Questo meccanismo inefficace, contraddittorio, controproducente perché perpetua le politiche di austerità di bilancio sarebbe il più grande successo strappato da Monti? Se così è, figuriamoci il resto dei risultati del vertice…E in effetti, gli altri risultati del vertice sono la certificazione di un fallimento nell’affrontare la crisi. Un topolino che dovrebbe contrastare l’enorme montagna di una crisi infinita (il cui prossimo capitolo probabilmente sarà l’esplosione della bolla dei debiti privati per credito al consumo, in continua e forte crescita in tutta Europa). Fra le altre misure più propagandate, si prevedono 130 miliardi di investimenti pubblici, cui vanno aggiunti 4,5 miliardi di project bonds per opere pubbliche. Tale pacchetto avrà effetti? Facciamo qualche conto: si tratta di un pacchetto pari ad appena il 7% del totale degli investimenti fissi lordi effettuati nell’area-euro nel 2011, ed ad appena l’1,4% del suo PIL. Stimando l’effetto di crescita di tale pacchetto sulla base dei contributi al PIL delle componenti di domanda aggregata, esso contribuirebbe ad una crescita del PIL dell’area-euro pari alla strabiliante cifra di 0,04 punti!!! (Stima effettuata su dati Eurostat). Una goccia nel mare che non avrà alcun effetto di ripresa dell’economia europea (per inciso, la stessa somma spesa come incentivo al consumo avrebbe un effetto di 0,6 punti sulla crescita del PIL europeo: di cosa hanno paura i nostri governanti, che predicano l’impossibilità di fare politiche di stimolo ai consumi: di una inflazione al di sotto del 2%? Stiamo scherzando?) Questo pacchetto di investimenti non è niente più che un annuncio politico ad uso e consumo delle opinioni pubbliche (senza contare il fatto che, in assenza di clausole specifiche sull’uso di tali fondi, gli investimenti tenderanno ad essere calamitati dalle economie nazionali più forti, e non certo da quelle sottoposte a piani di rientro dall’extra debito ed in più profonda recessione, che avrebbero maggior bisogno di investimenti).

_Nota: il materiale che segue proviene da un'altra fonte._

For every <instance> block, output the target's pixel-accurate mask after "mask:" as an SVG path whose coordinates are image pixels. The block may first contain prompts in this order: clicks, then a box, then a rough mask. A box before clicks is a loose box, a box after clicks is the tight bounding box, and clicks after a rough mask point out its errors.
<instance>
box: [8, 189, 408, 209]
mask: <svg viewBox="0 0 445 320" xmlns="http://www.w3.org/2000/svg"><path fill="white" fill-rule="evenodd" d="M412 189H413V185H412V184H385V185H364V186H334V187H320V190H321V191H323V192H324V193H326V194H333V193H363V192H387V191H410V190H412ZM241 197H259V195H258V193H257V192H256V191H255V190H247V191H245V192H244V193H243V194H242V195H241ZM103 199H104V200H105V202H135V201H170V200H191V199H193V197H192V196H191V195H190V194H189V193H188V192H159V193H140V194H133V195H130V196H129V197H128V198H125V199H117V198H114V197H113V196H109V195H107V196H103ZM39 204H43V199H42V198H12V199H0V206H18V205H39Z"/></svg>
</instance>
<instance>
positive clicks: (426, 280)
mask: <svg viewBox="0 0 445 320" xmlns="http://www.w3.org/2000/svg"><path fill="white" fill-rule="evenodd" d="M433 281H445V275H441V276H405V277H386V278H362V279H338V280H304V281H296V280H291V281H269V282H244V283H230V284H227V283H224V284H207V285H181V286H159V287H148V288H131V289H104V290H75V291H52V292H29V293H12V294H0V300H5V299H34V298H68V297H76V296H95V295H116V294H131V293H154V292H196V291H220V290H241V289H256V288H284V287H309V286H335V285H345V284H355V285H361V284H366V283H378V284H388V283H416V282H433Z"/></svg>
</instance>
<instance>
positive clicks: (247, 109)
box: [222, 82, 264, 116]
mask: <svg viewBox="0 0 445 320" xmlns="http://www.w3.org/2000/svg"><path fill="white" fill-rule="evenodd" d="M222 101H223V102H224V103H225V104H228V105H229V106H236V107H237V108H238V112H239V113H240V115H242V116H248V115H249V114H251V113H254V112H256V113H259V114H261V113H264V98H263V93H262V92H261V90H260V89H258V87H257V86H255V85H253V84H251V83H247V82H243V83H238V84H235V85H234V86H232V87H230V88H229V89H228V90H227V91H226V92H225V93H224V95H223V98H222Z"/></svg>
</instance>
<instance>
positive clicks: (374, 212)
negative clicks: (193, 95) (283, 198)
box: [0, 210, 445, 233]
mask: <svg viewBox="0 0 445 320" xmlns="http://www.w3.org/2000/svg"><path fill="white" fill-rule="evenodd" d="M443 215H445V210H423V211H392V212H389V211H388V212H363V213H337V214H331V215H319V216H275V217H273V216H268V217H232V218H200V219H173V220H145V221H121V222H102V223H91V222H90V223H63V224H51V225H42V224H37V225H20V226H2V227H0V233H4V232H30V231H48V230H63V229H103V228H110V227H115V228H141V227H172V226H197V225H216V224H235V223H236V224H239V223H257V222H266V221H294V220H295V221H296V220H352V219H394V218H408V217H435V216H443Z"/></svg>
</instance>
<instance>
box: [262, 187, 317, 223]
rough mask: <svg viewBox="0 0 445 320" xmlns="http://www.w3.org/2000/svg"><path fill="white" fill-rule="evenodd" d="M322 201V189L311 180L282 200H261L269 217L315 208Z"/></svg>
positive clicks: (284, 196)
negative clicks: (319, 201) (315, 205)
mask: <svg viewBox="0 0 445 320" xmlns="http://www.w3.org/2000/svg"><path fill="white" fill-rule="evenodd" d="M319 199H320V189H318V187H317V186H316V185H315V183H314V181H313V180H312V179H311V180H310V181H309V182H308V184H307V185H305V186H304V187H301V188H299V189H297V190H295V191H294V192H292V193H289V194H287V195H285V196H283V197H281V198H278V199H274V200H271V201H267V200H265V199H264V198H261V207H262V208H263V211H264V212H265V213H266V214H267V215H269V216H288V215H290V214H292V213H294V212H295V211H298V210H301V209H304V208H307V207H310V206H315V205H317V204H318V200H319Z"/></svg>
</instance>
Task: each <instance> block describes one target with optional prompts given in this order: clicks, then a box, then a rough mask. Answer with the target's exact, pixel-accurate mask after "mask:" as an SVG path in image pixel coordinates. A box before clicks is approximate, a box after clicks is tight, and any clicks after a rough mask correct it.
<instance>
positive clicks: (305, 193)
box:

La golden rule viene rimandata a tempi migliori, ad un approfondimento successivo, che ovviamente è un modo per non realizzarla; di Tobin Tax non se ne parla con grande enfasi (anche perché i principali mercati finanziari europei, quello svizzero e quello britannico, non la applicherebbero, rendendola inefficace); di unione politica si parla vagamente, e soltanto nei termini imposti dalla Germania, ovvero di controllo ancor più stringente sulle politiche di bilancio degli Stati membri da parte di una euro-burocrazia legata ai poteri forti del capitalismo finanziario.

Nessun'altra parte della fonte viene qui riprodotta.